After the war, he served as a justice of the peace for Augusta County in 1769, Botetourt County in 1770 and 1771, and Fincastle County in 1773 and 1774. He also served on the Fincastle Committee of Safety from 1775 to 1776. In 1776, he commanded Fort Patrick Henry on Long Island of the Holston in Tennessee. The following year, in 1777, he was elected to the Virginia House of Delegates.

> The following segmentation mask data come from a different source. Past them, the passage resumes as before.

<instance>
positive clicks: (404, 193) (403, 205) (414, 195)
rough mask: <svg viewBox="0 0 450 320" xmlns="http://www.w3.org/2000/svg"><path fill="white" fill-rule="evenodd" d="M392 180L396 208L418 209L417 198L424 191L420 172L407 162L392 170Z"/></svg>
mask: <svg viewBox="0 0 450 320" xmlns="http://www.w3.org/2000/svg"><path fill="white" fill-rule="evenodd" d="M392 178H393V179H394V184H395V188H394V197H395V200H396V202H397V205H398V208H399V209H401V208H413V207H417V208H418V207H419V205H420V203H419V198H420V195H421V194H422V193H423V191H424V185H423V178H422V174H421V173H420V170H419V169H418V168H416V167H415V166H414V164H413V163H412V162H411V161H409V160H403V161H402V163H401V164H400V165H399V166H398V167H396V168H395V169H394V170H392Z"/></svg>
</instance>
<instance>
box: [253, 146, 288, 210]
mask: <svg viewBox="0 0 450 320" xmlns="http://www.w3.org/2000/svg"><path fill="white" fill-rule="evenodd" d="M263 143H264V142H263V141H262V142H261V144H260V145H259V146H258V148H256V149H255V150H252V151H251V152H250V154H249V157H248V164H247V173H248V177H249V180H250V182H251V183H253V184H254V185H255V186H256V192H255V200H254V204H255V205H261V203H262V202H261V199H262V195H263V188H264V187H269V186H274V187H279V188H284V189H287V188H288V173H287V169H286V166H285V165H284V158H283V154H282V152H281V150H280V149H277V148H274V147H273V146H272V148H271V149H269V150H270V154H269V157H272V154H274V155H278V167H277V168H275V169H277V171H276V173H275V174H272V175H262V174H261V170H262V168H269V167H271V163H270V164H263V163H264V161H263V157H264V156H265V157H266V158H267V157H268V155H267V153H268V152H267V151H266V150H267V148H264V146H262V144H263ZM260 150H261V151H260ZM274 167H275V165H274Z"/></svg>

In 1779, he became a surveyor of the Western parts of Virginia and North Carolina to establish borders for further explorations to come. The following year, in 1780, he became a justice of the peace for the newly created county of Sullivan County, North Carolina; in 1781 and 1782, he served as its state Senator. In 1783, he was one of the surveyors of the North Carolina military land grant reservation. The same year, in 1783, he became a justice of the peace for new Davidson County, Tennessee, then part of North Carolina and named after North Carolina General William Lee Davidson (1746–1781). During the American Revolutionary War of 1775–1783, he served as a Colonel over the Davidson County Regiment of the North Carolina militia. Units that he served in During the American Revolution include:
- Major in a Virginia unit (1776)
- Major in the Washington County Regiment of Militia (1777–1779)
- Major in the Sullivan County Regiment of the North Carolina militia (1779–1781)
- Lt. Colonel in the Sullivan County Regiment of Militia (1781–1783)
- Colonel over the Davidson County Regiment of Militia (1783)

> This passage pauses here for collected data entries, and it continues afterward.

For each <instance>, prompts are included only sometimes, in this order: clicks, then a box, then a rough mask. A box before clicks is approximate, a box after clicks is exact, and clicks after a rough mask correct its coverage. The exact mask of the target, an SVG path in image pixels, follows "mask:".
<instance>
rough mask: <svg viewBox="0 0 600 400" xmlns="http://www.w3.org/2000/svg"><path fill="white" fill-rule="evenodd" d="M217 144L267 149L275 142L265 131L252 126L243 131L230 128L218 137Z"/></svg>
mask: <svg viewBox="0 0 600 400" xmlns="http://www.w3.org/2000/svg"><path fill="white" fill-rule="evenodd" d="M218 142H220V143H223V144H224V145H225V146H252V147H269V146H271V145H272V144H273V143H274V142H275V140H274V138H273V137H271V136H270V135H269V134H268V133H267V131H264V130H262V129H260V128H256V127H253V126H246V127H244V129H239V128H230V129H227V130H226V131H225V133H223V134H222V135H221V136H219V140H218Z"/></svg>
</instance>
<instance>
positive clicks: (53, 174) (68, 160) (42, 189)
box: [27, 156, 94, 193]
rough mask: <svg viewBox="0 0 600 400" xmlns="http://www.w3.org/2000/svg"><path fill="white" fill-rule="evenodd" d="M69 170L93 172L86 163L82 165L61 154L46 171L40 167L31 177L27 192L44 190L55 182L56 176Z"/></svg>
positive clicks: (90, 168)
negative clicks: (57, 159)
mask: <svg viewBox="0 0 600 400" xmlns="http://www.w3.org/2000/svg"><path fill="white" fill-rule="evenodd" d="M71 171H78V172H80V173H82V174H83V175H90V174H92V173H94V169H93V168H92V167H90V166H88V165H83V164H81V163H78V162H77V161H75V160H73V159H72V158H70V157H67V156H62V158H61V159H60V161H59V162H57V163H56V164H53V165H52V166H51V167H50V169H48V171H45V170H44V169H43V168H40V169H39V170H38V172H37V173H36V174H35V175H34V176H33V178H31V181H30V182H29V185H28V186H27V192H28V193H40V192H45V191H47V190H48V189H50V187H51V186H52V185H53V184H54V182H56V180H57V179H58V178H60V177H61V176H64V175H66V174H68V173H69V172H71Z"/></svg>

Shortly after the war, 1785 to 1786, he served as a state Senator for Davidson County. He also became an early settler of Sumner County, Tennessee, building what came to be known as Bledsoe's Station in Castalian Springs, Tennessee. By 1787, he served as the Chairman of the Sumner County court. He also served as a surveyor of the area, trying to keep Indians at bay.

===Personal life===
He married Mary Ramsey Bledsoe (1734–1808) of Augusta County, Virginia, in the 1760s. They had five sons and six daughters:
- Abraham Bledsoe
- Thomas Bledsoe
- Sarah Bledsoe
- Anthony Bledsoe Jr.
- Isaac Bledsoe
- Henry Ramsey Bledsoe
- Rachael Bledsoe
- Polly Bledsoe
- Prudence Bledsoe
- Susan Bledsoe

===Death===
He was killed by Native Americans on July 20, 1788, in Castalian Springs, Tennessee.

==Legacy==
- Bledsoe County, Tennessee, was named in his honor when it was created in 1807 with land from Roane County and land formerly owned by Native Americans.
- A chapter of the Sons of the American Revolution located in Sumner County, Tennessee, is named in his honor.